Também repudiamos veementemente o desprezo com o debate e a transparência, denotados pela publicação de documentos de tamanha relevância sem diálogo prévio e na véspera de importantes feriados nacionais, aproveitando a desmobilização própria deste período.

Diante deste quadro, conclamamos toda a comunidade acadêmica, em especial a vinculada aos Programas de Pós-graduação em Comunicação, a atuar junto às respectivas Pró-Reitorias no sentido de constituir pressão contrária a tais ações com vistas à suspensão de tais documentos.

Informamos ainda que a Compós está atenta e alinhada às ações promovidas pela SBPC – Sociedade Brasileira para o Progresso da Ciência, que busca medidas jurídicas e políticas para a suspensão e reversão dos perversos efeitos desta portaria.

Diretoria e Conselho Geral da Associação Nacional dos Programas de Pós-graduação em Comunicação – Compós

Este texto não reflete, necessariamente, a opinião do Jornalistas Livres

COMENTÁRIOS

11 respostas

  1. cerca de 70% dos diplomado em ensino superior estão trabalhando de uber, coisa que não precisa nem de primário completo. . Além disso, no mercado internacional tem sobrando o que quiser com formação superior. Vamos investir em formação de cortador de árvores e lucrar com a amazônia

  2. Vão ter que estudar bando de vagabundos.
    Quer meter o pau no governo e escreve na legenda da foto “Sinistro da Educação”.

    Acabou a mamata bando de ratos.

  3. Words, words, words e nenhuma ação foi o caminho percorrido para chegar em tal estado de coisas.

  4. Um país que não reconhece a importância do desenvolvimento de pesquisas em prol da sociedade e do próprio crescimento econômico, é um país fadado ao esquecimento, sem riquezas, sem cultura e sem governo. O Brasil com toda a sua diversidade cultural é um país rico, tem ótimas pesquisas na área da saúde, das engenharias, das ciências humanas, e vinha sendo reconhecido exatamente pelos seus, pesquisadores poderem apresentarem seus projetos em eventos nacionais e internacionais. Acho incrível quando a cúpula do Governo Federal viaja para o exterior com sua comitiva de mais de 20 pessoas que muitas vezes não se prestam a fazer nem o protocolo de participarem das reuniões agendadas pelo governo, e esse mesmo governo quer cercear a participação de alguns pesquisadores da mesma instituição participarem de eventos científicos. Isso é mais que ditadura, isso é burrice, nem o governo de César foi tão estupido a esse ponto.

  5. Muito bom o Texto. Só não concordo com a ênfase dada a PESQUISA, pois difusão do conhecimento produzido é extensão. E nesse caso, compromete todo trabalho academico. Estamos todos afetados por esse projeto de desmonte. Triste, muito triste.
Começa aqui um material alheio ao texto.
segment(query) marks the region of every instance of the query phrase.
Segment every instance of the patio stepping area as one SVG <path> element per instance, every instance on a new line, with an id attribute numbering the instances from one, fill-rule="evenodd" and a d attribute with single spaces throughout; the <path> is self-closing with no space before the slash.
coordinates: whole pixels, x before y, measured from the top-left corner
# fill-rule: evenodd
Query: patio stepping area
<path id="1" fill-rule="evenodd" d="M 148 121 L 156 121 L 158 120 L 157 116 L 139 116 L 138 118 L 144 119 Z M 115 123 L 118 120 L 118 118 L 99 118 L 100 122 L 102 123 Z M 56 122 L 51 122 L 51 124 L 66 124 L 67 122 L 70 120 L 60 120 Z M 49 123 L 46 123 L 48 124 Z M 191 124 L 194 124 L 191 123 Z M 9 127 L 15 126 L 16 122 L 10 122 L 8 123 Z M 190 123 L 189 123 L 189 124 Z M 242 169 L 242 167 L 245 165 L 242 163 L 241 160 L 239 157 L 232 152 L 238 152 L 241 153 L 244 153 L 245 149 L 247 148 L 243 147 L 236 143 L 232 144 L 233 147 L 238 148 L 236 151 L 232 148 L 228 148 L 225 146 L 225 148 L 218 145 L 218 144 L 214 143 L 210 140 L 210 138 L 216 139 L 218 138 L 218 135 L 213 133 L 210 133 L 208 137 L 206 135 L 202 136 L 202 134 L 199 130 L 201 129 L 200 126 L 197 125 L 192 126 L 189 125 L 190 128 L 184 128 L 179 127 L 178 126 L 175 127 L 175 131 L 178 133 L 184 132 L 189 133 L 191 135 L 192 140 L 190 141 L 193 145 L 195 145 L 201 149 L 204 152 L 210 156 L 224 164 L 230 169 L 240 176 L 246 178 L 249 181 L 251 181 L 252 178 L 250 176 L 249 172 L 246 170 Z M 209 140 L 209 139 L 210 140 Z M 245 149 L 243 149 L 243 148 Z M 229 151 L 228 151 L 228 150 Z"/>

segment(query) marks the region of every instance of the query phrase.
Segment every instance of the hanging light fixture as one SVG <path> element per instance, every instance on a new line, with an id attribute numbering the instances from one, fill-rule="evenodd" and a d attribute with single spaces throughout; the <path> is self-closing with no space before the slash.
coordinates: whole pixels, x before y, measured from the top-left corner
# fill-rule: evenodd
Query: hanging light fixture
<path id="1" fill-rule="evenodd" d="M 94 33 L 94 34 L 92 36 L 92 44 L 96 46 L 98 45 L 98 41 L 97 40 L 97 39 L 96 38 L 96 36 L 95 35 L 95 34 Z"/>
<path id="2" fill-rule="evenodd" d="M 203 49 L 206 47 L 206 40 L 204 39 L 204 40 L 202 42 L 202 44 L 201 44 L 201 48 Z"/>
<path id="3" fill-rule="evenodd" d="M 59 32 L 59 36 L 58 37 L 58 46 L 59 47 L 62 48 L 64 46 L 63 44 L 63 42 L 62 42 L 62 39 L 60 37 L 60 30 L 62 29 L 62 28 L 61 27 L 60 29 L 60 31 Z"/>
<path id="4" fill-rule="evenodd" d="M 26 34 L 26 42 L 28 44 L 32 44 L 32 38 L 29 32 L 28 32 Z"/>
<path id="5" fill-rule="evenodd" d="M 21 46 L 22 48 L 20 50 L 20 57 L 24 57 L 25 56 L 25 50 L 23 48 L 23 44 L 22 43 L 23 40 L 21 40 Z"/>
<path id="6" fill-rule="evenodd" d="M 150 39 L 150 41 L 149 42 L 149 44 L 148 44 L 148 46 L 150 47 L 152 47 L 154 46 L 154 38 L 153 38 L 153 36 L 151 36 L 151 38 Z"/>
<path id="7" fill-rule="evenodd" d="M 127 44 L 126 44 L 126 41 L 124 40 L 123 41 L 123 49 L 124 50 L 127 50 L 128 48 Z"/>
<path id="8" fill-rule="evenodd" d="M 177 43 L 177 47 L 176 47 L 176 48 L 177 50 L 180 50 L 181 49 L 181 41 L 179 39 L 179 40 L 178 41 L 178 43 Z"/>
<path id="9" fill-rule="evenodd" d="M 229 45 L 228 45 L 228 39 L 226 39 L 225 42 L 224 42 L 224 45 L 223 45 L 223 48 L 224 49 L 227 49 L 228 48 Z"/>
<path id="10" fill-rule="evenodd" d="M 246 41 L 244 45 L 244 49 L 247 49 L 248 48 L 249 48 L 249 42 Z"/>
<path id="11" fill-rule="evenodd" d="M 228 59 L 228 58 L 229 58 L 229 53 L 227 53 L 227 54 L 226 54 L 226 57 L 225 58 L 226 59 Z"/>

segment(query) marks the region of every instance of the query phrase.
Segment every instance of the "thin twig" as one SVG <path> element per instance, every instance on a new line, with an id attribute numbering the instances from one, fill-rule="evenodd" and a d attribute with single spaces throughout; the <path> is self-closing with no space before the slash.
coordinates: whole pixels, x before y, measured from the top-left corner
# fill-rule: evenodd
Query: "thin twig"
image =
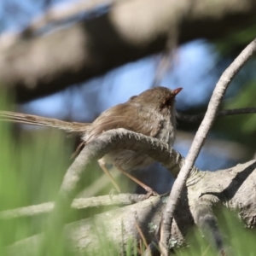
<path id="1" fill-rule="evenodd" d="M 247 61 L 256 51 L 256 38 L 250 43 L 238 55 L 238 57 L 232 62 L 232 64 L 224 71 L 220 77 L 211 97 L 208 109 L 206 113 L 204 119 L 200 125 L 195 139 L 192 143 L 191 148 L 189 151 L 184 165 L 175 181 L 172 189 L 170 194 L 166 209 L 163 212 L 163 220 L 161 225 L 161 236 L 160 247 L 161 255 L 168 255 L 168 241 L 171 238 L 171 228 L 173 219 L 173 213 L 180 197 L 181 191 L 185 185 L 186 179 L 189 175 L 189 172 L 197 158 L 200 150 L 203 145 L 206 137 L 213 124 L 214 118 L 220 104 L 221 99 L 224 97 L 224 92 L 230 84 L 232 79 L 238 73 L 238 71 L 244 66 Z"/>
<path id="2" fill-rule="evenodd" d="M 256 108 L 226 109 L 226 110 L 218 111 L 216 113 L 216 117 L 223 117 L 223 116 L 243 114 L 243 113 L 256 113 Z M 193 115 L 185 114 L 183 113 L 177 113 L 177 119 L 178 120 L 188 122 L 188 123 L 199 123 L 203 119 L 205 114 L 206 114 L 205 113 L 193 114 Z"/>

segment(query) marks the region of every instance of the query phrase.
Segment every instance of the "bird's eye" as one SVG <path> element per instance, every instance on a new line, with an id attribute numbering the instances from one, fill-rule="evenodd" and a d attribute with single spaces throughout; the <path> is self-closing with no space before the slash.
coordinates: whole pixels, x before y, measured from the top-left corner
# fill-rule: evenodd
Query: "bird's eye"
<path id="1" fill-rule="evenodd" d="M 133 99 L 135 99 L 135 98 L 137 98 L 137 96 L 131 96 L 130 99 L 129 99 L 129 101 L 132 101 Z"/>
<path id="2" fill-rule="evenodd" d="M 164 105 L 171 106 L 172 105 L 172 100 L 171 99 L 166 99 L 164 102 Z"/>

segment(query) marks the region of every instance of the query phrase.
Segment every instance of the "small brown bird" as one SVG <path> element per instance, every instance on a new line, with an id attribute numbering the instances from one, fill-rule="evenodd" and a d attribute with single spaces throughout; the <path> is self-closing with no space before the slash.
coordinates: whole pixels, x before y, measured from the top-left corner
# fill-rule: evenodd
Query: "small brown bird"
<path id="1" fill-rule="evenodd" d="M 116 105 L 102 113 L 92 123 L 64 122 L 55 119 L 0 111 L 0 119 L 23 124 L 55 127 L 67 131 L 83 133 L 86 145 L 105 131 L 125 128 L 146 136 L 156 137 L 172 146 L 176 133 L 175 96 L 182 90 L 155 87 L 134 96 L 128 102 Z M 155 160 L 132 150 L 113 150 L 98 160 L 102 170 L 119 186 L 107 170 L 106 164 L 113 164 L 119 171 L 144 188 L 149 196 L 153 189 L 127 172 L 148 166 Z"/>

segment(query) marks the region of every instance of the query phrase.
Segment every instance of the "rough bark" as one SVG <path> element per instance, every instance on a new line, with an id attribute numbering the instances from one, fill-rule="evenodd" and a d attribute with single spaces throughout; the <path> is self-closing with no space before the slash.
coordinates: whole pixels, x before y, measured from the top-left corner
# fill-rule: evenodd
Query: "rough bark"
<path id="1" fill-rule="evenodd" d="M 232 211 L 237 211 L 247 227 L 255 228 L 255 180 L 256 160 L 214 172 L 203 172 L 201 178 L 192 185 L 187 185 L 187 189 L 182 194 L 174 214 L 171 246 L 177 247 L 184 245 L 188 230 L 195 223 L 201 226 L 203 215 L 198 214 L 198 208 L 208 208 L 206 212 L 208 214 L 214 207 L 224 205 Z M 119 249 L 127 243 L 131 236 L 140 240 L 137 225 L 142 229 L 149 243 L 155 238 L 166 200 L 154 197 L 113 209 L 93 218 L 67 224 L 65 233 L 78 255 L 84 252 L 100 251 L 102 241 L 99 234 L 107 235 L 108 239 Z M 20 255 L 24 250 L 26 255 L 32 255 L 37 251 L 41 236 L 16 242 L 9 247 L 10 255 Z"/>
<path id="2" fill-rule="evenodd" d="M 100 17 L 0 49 L 1 86 L 26 102 L 162 50 L 170 31 L 179 43 L 217 39 L 255 22 L 255 0 L 134 0 Z M 186 14 L 186 15 L 184 15 Z"/>

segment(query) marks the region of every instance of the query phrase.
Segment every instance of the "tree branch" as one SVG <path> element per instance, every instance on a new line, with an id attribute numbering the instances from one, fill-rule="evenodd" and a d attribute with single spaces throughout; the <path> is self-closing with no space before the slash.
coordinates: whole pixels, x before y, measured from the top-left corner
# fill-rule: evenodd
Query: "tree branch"
<path id="1" fill-rule="evenodd" d="M 249 58 L 256 52 L 256 38 L 249 44 L 232 64 L 224 71 L 220 77 L 211 97 L 208 109 L 206 113 L 204 119 L 200 125 L 195 139 L 192 143 L 191 148 L 182 166 L 181 171 L 174 182 L 170 197 L 166 205 L 166 209 L 163 213 L 163 221 L 161 226 L 161 238 L 160 247 L 161 253 L 165 256 L 168 255 L 168 241 L 171 237 L 171 227 L 173 219 L 173 212 L 180 197 L 181 191 L 185 185 L 186 179 L 189 175 L 190 170 L 194 166 L 195 159 L 197 158 L 207 135 L 213 124 L 214 118 L 223 98 L 226 89 L 230 84 L 235 75 L 249 60 Z"/>
<path id="2" fill-rule="evenodd" d="M 216 113 L 216 117 L 224 117 L 224 116 L 244 114 L 244 113 L 256 113 L 256 108 L 224 109 L 224 110 L 218 111 Z M 178 120 L 189 122 L 189 123 L 199 123 L 203 119 L 205 114 L 206 114 L 205 113 L 201 113 L 191 115 L 191 114 L 178 113 L 177 115 L 177 119 Z"/>
<path id="3" fill-rule="evenodd" d="M 163 50 L 180 20 L 178 44 L 220 38 L 255 24 L 256 0 L 195 0 L 183 16 L 189 3 L 127 1 L 99 17 L 0 49 L 0 86 L 12 88 L 19 102 L 56 92 Z"/>

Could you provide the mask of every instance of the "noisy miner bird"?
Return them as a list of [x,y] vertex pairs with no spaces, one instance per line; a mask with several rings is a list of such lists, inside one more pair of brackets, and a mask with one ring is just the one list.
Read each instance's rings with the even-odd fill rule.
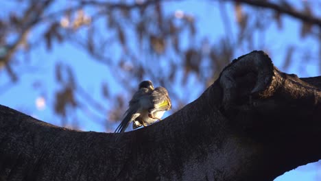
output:
[[125,117],[115,132],[125,132],[132,121],[133,129],[151,125],[161,120],[164,112],[171,108],[171,101],[166,88],[161,86],[154,88],[151,81],[143,81],[130,101]]

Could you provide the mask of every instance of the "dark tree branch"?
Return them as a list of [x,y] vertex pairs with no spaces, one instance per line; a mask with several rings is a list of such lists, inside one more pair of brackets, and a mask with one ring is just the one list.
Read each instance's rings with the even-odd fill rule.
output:
[[5,180],[272,180],[321,158],[321,77],[235,60],[195,101],[123,134],[71,130],[0,106]]
[[[26,41],[27,36],[31,29],[40,22],[40,16],[41,16],[43,12],[52,2],[52,0],[46,0],[41,3],[36,1],[30,5],[23,14],[23,17],[20,20],[20,27],[21,29],[19,34],[19,36],[12,45],[8,46],[7,52],[4,56],[0,58],[0,68],[3,66],[6,66],[9,63],[10,60],[17,51],[19,46]],[[8,65],[6,67],[12,79],[15,80],[16,79],[15,77],[16,75],[14,74],[10,67]]]
[[270,9],[277,12],[278,13],[287,14],[294,18],[301,20],[302,21],[312,25],[316,25],[321,27],[321,19],[307,14],[304,12],[299,12],[294,8],[281,6],[279,4],[269,2],[268,1],[258,1],[258,0],[228,0],[235,2],[239,2],[245,4],[248,4],[252,6]]

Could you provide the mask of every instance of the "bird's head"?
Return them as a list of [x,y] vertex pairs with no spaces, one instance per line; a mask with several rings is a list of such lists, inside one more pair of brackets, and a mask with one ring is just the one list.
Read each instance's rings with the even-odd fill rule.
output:
[[145,88],[152,90],[154,90],[153,83],[150,80],[144,80],[139,84],[139,89],[141,88]]

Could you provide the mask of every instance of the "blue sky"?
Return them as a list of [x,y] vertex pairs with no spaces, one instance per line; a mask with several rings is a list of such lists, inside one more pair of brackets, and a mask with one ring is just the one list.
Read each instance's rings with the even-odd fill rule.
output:
[[[211,43],[217,42],[217,40],[222,36],[226,34],[226,29],[222,23],[221,14],[219,11],[219,4],[215,1],[209,5],[208,1],[182,1],[182,2],[170,2],[165,3],[163,8],[167,14],[174,14],[178,10],[181,10],[193,16],[197,22],[198,38],[202,38],[204,36],[209,37]],[[62,2],[61,3],[64,3]],[[8,10],[14,8],[10,6],[8,2],[0,2],[3,10],[0,12],[1,16],[6,16]],[[230,18],[230,25],[231,27],[230,32],[233,33],[231,37],[235,37],[236,23],[235,22],[234,11],[232,3],[226,3],[226,8],[228,12]],[[283,60],[285,58],[285,47],[287,45],[294,44],[298,49],[304,49],[307,46],[310,47],[311,50],[317,50],[318,45],[315,40],[307,38],[305,39],[300,38],[300,24],[297,21],[294,21],[292,18],[285,16],[283,19],[283,27],[282,29],[278,29],[276,24],[272,24],[266,30],[265,36],[265,44],[261,44],[259,40],[257,42],[257,49],[263,50],[270,50],[270,57],[272,58],[274,64],[279,67],[281,71],[287,73],[294,73],[299,77],[317,76],[320,73],[320,67],[317,59],[315,61],[305,62],[304,66],[302,66],[300,55],[298,55],[297,59],[292,62],[292,66],[287,70],[283,70]],[[34,32],[30,35],[36,36],[37,32]],[[257,36],[253,32],[253,36]],[[259,38],[258,38],[259,39]],[[122,90],[117,86],[112,78],[108,67],[102,65],[97,61],[91,60],[92,58],[86,53],[80,51],[79,49],[68,43],[57,44],[55,43],[53,49],[48,51],[45,49],[45,43],[43,46],[39,46],[36,50],[33,51],[30,54],[30,60],[27,67],[23,63],[24,60],[18,60],[20,63],[16,64],[17,69],[25,70],[25,73],[19,77],[19,81],[10,86],[3,86],[6,82],[10,82],[10,80],[6,75],[6,73],[0,71],[0,104],[17,109],[27,114],[32,115],[40,120],[48,123],[60,125],[62,121],[61,117],[56,116],[50,108],[54,104],[54,95],[55,90],[59,88],[55,80],[54,67],[57,62],[62,64],[70,65],[73,67],[73,71],[77,75],[77,82],[80,83],[80,86],[84,89],[90,90],[93,99],[99,101],[99,104],[105,108],[111,108],[110,103],[102,100],[104,99],[101,95],[101,84],[103,82],[112,85],[112,89],[110,90],[111,95],[116,95],[117,93],[123,92],[126,97],[130,95],[126,95],[126,90]],[[235,58],[248,53],[247,50],[239,49],[237,50],[237,55]],[[115,56],[119,56],[117,53],[121,53],[121,50],[118,49],[114,52]],[[24,57],[20,57],[21,59]],[[18,57],[17,59],[19,59]],[[40,66],[39,66],[40,65]],[[27,68],[25,68],[27,67]],[[28,67],[30,67],[28,68]],[[32,67],[36,67],[33,70]],[[36,82],[41,82],[37,88],[34,88]],[[158,86],[158,85],[156,85]],[[191,101],[196,99],[203,90],[195,90],[189,95],[189,101]],[[46,106],[43,109],[39,109],[36,106],[36,100],[39,97],[43,97],[45,101]],[[129,99],[129,98],[128,98]],[[106,117],[106,112],[97,112],[92,108],[88,108],[88,112],[76,111],[73,114],[75,118],[72,117],[69,118],[68,123],[78,123],[78,127],[83,130],[93,130],[97,132],[106,132],[114,130],[117,125],[102,125],[102,121],[94,121],[104,119]],[[167,114],[168,115],[168,114]],[[75,121],[74,119],[77,119]],[[80,119],[80,120],[79,120]],[[295,181],[316,180],[318,173],[320,172],[320,166],[317,164],[309,164],[305,167],[300,167],[298,169],[287,172],[284,175],[278,177],[275,180],[277,181]],[[320,178],[320,176],[319,176]]]

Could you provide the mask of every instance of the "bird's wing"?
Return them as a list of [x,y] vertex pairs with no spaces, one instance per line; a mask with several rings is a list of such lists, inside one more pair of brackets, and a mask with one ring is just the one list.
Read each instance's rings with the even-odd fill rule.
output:
[[164,87],[158,87],[152,93],[152,101],[156,111],[169,110],[171,108],[171,101],[168,92]]
[[139,113],[137,113],[137,111],[141,107],[140,101],[146,96],[148,96],[148,90],[147,88],[141,88],[135,93],[129,102],[129,108],[125,112],[123,121],[116,128],[115,132],[125,132],[129,123],[139,116]]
  6. É tanto blá blá blá que você percebe que, a intenção é manter o discurso de que estão sendo “perseguidos” por um governo “racista” e “misógino”. O partido dos “Trabalhadores” vulgo PT quando no executivo correu pra aparelhar todas universidades públicas e desconstruir tudo o que outros fizeram até então. Então, s universidades públicas se tornaram locais de festas, drogas e putaria, menos de ensino e pesquisa. Os “estudantes” levam 12 anos pra se “formar” num curso de 4~5 anos. Isso que é “avanço e dedicação”.

  7. Este artigo infame e caluniador de umPT desgraçado e ladravaz aos moldes do chefe, cria falácias sobre o Ministro probo da Educação. Nem vergonha tem este lixo esquerdalha ao citar os desmandos da dilmanta e quadrilha imputando ao SrMinistro Weintraub.
    É muita arrogância e mau caratismo. Relaxa, medíocre! Não enganam mais ninguém. As pessoas estão fartas de mentiras e encantadas com o Presidente verdadeiro Bolsonaro e sua Equipe de Ministros técnicos e capacitados. Chora, vigarista!

  8. O pior é que temos uma imprensa dominantemente oligárquica, que não permite o acesso da maioria a tais informações. Esta maioria não tem hábito de leitura, independentemente da classe social. Consequência: os plutocratas fazem o que bem entendem e o país fica para trás, medíocre e dependente de potências mal intencionadas. Lamentável. Dias sombrios…

  9. Eu sou super crítica desse des-governo. Mas sinceramente eu não encontrei na portaria que vcs se referem proibição de professores e pesquisadores nos Congress nacionais ou internacionais. Me parece uma regulamentação para viagens dos servidores do MEC.